The other major shift that a bench-based scientist needs to appreciate is that the performance of a chemical agent will likely have off-target side effects that have to be documented and reported. This is not something we bench warriors are comfortable doing, largely because there is no incentive to do so when publishing manuscripts in mainstream journals, where usually, only the perfect story is rewarded. However, given the complexity of the whole body, it is unlikely that your candidate therapy will be ideal in every way. This need is being increasingly addressed in specialized translational journals like Science Translational Medicine, Journal of Translational Medicine, Clinical and Translational Science where reports of adverse events and how they were managed are being encouraged and published. So researchers would better serve their science and the disease community by considering where they publish their findings. One also hopes that the review process in mainstream journals becomes increasingly open to sharing and discussing negative results.

Safeguarding your intellectual property before handing over the baton to experts that herd in the next stage is also important. While some PIs opt to start companies that will develop the compound further with external funding, others choose to tie up with a consortium made up of doctors and pharma support. The final phase is dealing with the publicity of a well worked out project that has culminated in a good publication. Usually press releases from the university or institute are cautious, and present the study in the most realistic light. Popular press has the duty to report findings realistically and not sensationalize a finding to make it news worthy.

Do things work differently in India? As with most things, translational research in India has recently got much encouragement and support. Hopefully we should have takers for all these opportunities and should see results in due course. At the academia end, two new biotech clusters have emerged—NCR and Bangalore. Institutes like Translational Health Science Institute, Institute for Molecular Medicine, Tata Translational Research Center, InStem and C-CAMP have been set up. Simultaneously, new grants (Wellcome-DBT Indian Alliance, BIRAC-Wellcome joint-call for translational medicine and other grand challenges initiatives funded by overseas foundations) are being made available. Most, if not all international organizations, committed to curing a certain disease, do not limit their support to specific countries.
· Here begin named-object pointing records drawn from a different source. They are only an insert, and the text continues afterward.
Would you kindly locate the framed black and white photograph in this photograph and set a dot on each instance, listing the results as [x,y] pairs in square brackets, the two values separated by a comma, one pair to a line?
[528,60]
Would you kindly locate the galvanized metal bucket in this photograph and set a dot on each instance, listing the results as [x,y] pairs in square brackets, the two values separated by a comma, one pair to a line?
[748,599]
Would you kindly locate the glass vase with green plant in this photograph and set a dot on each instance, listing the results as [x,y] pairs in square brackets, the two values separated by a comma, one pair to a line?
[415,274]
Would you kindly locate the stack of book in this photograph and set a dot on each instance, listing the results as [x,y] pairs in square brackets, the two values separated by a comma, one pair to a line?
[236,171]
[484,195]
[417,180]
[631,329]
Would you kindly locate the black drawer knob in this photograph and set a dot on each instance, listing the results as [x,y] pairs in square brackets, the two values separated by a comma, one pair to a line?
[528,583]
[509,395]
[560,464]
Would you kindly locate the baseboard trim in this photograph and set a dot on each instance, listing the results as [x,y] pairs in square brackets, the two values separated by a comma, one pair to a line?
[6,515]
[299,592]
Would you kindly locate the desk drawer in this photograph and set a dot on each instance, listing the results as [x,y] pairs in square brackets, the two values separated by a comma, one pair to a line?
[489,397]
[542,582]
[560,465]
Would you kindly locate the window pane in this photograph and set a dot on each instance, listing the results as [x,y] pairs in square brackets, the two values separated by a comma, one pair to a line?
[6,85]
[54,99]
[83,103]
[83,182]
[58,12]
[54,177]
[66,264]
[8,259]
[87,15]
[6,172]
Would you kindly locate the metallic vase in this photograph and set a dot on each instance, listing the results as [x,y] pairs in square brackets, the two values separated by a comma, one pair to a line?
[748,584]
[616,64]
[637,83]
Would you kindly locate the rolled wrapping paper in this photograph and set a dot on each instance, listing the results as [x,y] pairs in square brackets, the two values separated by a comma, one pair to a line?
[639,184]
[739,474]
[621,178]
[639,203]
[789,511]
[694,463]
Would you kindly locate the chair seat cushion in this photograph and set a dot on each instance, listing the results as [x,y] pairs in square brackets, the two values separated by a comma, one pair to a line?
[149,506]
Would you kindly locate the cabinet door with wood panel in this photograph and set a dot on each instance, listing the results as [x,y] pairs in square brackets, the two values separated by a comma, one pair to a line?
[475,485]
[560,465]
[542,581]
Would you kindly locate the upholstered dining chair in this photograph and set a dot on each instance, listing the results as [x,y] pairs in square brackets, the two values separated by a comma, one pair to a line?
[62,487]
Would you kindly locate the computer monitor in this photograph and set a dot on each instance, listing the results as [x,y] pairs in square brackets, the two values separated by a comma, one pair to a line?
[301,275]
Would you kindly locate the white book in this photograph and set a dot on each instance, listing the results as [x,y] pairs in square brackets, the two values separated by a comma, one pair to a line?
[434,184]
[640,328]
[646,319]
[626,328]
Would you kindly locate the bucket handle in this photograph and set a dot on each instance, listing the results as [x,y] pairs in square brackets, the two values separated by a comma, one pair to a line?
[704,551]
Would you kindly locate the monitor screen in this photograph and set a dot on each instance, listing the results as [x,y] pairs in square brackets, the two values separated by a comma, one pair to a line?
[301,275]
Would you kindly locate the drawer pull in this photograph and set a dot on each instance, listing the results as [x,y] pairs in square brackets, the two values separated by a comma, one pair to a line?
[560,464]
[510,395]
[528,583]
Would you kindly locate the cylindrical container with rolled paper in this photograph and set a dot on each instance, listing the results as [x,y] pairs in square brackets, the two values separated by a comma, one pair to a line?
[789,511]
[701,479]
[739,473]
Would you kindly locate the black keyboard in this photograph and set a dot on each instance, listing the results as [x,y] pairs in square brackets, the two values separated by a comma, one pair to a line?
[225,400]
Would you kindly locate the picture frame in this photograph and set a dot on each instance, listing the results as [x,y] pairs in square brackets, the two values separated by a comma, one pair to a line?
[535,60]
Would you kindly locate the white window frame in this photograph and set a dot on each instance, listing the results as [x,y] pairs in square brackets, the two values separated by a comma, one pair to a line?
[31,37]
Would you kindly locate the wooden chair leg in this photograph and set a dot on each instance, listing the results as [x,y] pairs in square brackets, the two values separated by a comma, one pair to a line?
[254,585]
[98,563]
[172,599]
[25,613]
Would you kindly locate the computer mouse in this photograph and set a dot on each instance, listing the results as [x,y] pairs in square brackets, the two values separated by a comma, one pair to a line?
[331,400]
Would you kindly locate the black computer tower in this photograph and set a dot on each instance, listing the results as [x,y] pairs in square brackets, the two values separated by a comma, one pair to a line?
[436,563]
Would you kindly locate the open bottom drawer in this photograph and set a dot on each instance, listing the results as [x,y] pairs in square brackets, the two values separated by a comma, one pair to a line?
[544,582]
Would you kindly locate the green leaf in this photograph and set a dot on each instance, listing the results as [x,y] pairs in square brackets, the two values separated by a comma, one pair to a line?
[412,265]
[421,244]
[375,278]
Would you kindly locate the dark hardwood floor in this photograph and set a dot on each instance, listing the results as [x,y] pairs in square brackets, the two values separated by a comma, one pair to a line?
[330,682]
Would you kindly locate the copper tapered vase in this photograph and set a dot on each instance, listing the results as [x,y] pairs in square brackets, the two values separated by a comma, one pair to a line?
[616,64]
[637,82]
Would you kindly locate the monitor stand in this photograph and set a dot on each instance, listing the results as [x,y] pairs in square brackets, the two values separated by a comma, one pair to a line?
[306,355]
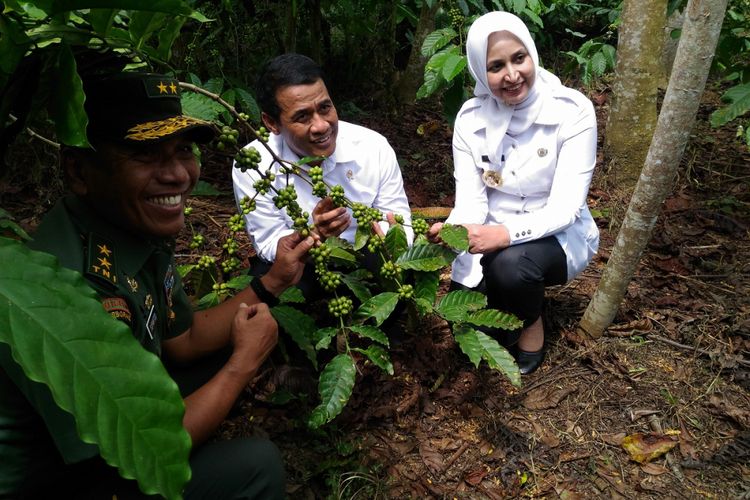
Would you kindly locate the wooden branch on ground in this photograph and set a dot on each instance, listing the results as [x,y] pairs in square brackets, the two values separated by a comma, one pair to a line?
[691,348]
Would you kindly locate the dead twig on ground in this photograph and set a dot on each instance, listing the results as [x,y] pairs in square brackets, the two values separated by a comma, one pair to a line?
[692,348]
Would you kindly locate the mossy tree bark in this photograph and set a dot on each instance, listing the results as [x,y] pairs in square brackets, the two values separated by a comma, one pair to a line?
[632,118]
[689,74]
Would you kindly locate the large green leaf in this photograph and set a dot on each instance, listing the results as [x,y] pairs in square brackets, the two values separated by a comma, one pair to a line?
[249,104]
[456,237]
[426,285]
[456,305]
[299,326]
[357,286]
[101,20]
[395,241]
[371,332]
[437,40]
[453,66]
[292,295]
[143,24]
[66,104]
[426,257]
[167,35]
[739,104]
[335,388]
[432,82]
[13,45]
[498,358]
[480,346]
[466,338]
[494,319]
[323,337]
[379,357]
[121,396]
[379,307]
[8,224]
[341,256]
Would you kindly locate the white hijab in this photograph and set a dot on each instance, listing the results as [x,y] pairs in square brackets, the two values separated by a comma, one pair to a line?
[499,117]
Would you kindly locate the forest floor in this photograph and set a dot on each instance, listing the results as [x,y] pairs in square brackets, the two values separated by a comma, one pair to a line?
[673,367]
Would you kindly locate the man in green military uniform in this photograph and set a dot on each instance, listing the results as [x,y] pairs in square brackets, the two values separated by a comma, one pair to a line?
[117,230]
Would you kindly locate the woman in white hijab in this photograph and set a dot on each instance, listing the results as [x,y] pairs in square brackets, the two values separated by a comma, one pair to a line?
[524,151]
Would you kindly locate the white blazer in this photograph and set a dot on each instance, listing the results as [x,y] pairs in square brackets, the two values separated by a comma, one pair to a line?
[538,188]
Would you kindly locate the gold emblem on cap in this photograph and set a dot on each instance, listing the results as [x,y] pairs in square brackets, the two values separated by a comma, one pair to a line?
[161,128]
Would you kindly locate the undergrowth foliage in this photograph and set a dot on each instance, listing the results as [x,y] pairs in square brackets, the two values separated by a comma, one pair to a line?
[349,332]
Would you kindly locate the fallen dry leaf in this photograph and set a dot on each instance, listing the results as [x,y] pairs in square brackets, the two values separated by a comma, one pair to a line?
[645,447]
[686,443]
[475,477]
[631,328]
[722,406]
[654,469]
[544,398]
[613,439]
[545,435]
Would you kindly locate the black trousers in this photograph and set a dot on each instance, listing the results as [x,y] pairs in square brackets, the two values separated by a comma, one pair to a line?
[515,277]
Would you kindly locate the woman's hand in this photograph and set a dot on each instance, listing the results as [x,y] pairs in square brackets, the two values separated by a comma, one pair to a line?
[486,239]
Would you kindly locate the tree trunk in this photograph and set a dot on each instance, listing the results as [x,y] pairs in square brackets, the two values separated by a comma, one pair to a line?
[700,34]
[290,41]
[638,73]
[411,78]
[316,33]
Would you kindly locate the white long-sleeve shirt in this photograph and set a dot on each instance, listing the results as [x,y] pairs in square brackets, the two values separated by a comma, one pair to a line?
[545,174]
[364,164]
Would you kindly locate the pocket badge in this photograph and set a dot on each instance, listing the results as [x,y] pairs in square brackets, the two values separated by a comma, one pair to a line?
[492,179]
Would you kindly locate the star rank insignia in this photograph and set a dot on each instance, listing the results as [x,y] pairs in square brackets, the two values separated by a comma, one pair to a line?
[132,283]
[101,259]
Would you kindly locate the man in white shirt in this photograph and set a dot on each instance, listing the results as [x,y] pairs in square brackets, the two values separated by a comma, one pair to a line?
[302,118]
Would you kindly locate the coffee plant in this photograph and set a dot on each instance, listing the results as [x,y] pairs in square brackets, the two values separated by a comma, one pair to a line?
[360,301]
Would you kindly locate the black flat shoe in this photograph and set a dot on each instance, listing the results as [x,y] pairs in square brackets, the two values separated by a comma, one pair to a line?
[527,361]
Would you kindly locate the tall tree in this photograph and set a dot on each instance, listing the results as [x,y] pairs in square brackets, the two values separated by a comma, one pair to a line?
[692,63]
[411,78]
[632,117]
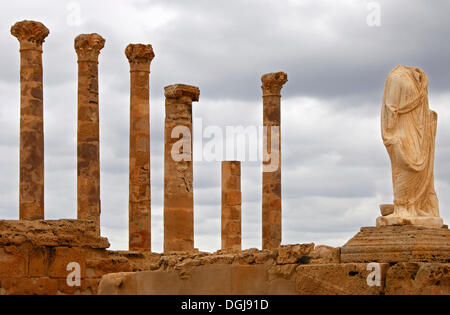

However, most of these initiatives are at the end of getting basic research transformed into a potentially usable treatment modality. There are sizable roadblocks at the end of getting the said modality delivered in usable form to practicing physicians. A good discussion of the India-specific problems can be found at this freely accessible speech by Dr. Kiran Mazumdar, Biocon. Problems also exist in the business model of Indian pharma companies that focus largely on producing generic drugs. The upcoming biotech sector, is attempting to foray into more high-risk-high-gain arena, but they also face problems in securing funding, getting multi-tiered governmental approvals, and finally, the lack of proper framework to conduct early stage clinical trials. While many clinicians were previously content to conduct trials for foreign companies, recent IP issues and withdrawal of many funded trials is slowly forcing them to look inwards for innovation-driven research and therapy. We are in a state of flux, and the coming years will be critical in deciding how we overcome existing problems and utilize the opportunities. For now, translative work is well funded and supported on the bench-to-candidate therapy side; but for it to complete the journey to the patients’ bedside, we need additional infrastructure to kick in. But if you, like me, are doing the trapeze act from the bench side end of things, the scenario is bright and exciting.